Le « miracle » de Schio – Déplacée sur Schio, province de Vicence, elle s’occupe de l’intendance, des bonnes œuvres et prépare les sœurs en partance pour le continent noir. En Italie, où sa couleur, par ignorance, fait souvent peur, tout n’est pas si simple mais Bakhita est une âme forte malgré les tourments de la nuit qui la ramènent à ses souffrances d’enfant dont elle taira la plupart. Surnommée « la Madre Moretta » ou « la Petite Mère Noire » (les enfants lui jetaient de l’eau pour voir si la couleur partait…), elle écrit son histoire, encouragée par sa supérieure. Durant la deuxième Guerre Mondiale, alors que les bombes pleuvent sur Schio, l’histoire retiendra que la ville s’en est bien tirée grâce, pense-t-on, à la Madre Moretta, considérée désormais comme sa protectrice. Lorsque le ciel terrorisait les enfants, elle les rassurait avec une petite histoire « et les enfants regardaient sans répondre cette vieille dame ridée, tordue et noire, qui avait l’air si pauvre et si puissante ».

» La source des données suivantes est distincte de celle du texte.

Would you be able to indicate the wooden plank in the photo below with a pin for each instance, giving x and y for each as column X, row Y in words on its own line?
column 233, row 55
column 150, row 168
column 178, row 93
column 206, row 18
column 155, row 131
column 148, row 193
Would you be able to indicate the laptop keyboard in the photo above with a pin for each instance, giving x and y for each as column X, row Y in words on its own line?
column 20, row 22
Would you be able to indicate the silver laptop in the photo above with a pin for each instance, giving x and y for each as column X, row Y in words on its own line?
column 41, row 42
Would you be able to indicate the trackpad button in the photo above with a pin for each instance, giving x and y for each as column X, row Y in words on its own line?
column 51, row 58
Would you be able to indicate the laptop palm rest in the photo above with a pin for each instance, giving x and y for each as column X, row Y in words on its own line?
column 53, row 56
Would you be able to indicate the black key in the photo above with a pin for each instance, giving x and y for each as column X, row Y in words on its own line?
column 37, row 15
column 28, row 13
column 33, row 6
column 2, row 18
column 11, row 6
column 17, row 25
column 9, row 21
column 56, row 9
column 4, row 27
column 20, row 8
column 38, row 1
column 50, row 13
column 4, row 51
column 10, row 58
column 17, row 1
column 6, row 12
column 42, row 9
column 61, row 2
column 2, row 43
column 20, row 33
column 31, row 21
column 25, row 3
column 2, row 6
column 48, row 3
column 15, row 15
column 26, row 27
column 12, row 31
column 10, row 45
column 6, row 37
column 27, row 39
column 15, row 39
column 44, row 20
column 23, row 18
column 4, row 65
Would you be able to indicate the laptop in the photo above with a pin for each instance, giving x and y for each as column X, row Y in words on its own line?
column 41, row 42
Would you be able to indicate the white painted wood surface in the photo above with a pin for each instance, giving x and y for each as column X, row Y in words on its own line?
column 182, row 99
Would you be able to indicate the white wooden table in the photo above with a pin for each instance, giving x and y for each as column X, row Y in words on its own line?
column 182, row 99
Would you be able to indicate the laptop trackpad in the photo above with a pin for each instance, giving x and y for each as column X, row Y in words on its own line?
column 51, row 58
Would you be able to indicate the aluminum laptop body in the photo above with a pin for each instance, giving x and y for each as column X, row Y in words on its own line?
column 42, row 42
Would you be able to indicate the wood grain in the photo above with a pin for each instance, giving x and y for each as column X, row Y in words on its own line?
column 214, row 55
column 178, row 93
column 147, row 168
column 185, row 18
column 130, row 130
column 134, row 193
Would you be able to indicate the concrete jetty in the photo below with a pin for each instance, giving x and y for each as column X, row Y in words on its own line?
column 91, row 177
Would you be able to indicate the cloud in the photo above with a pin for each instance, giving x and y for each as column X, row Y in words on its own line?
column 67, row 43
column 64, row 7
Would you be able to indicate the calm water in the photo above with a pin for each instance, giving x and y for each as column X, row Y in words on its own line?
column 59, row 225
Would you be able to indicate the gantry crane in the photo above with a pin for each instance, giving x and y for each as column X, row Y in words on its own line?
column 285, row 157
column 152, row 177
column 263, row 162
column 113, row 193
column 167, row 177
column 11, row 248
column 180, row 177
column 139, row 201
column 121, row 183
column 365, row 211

Ladite vieille dame décède suite à une longue maladie à l’âge supposé de 78 ans en 1947. Béatifiée en 1992, elle est canonisée par Jean-Paul II en 2000. Il semblerait que Benoît XVI avait une affection profonde pour cette fille d’Afrique à l’humanité préservée.
Une rencontre privilégiée – La biographie de Véronique Olmi est une longue lecture. Pourtant, il est difficile de la lâcher car on ne veut pas abandonner Bakhita. On aimerait aussi qu’elle ait retrouvé son prénom. Lisez l’histoire de Bakhita car, à coup sûr, il demeurera quelque chose d’elle en vous. La biographe, à qui on demandait une raison de lire son ouvrage, répondit : « Bakhita est une personne qui ne s’oublie pas. Lire son histoire, même romancée, c’est la rencontrer et la rencontrer est un privilège 1. »
1 Franceinfo culture, 13 septembre 2017.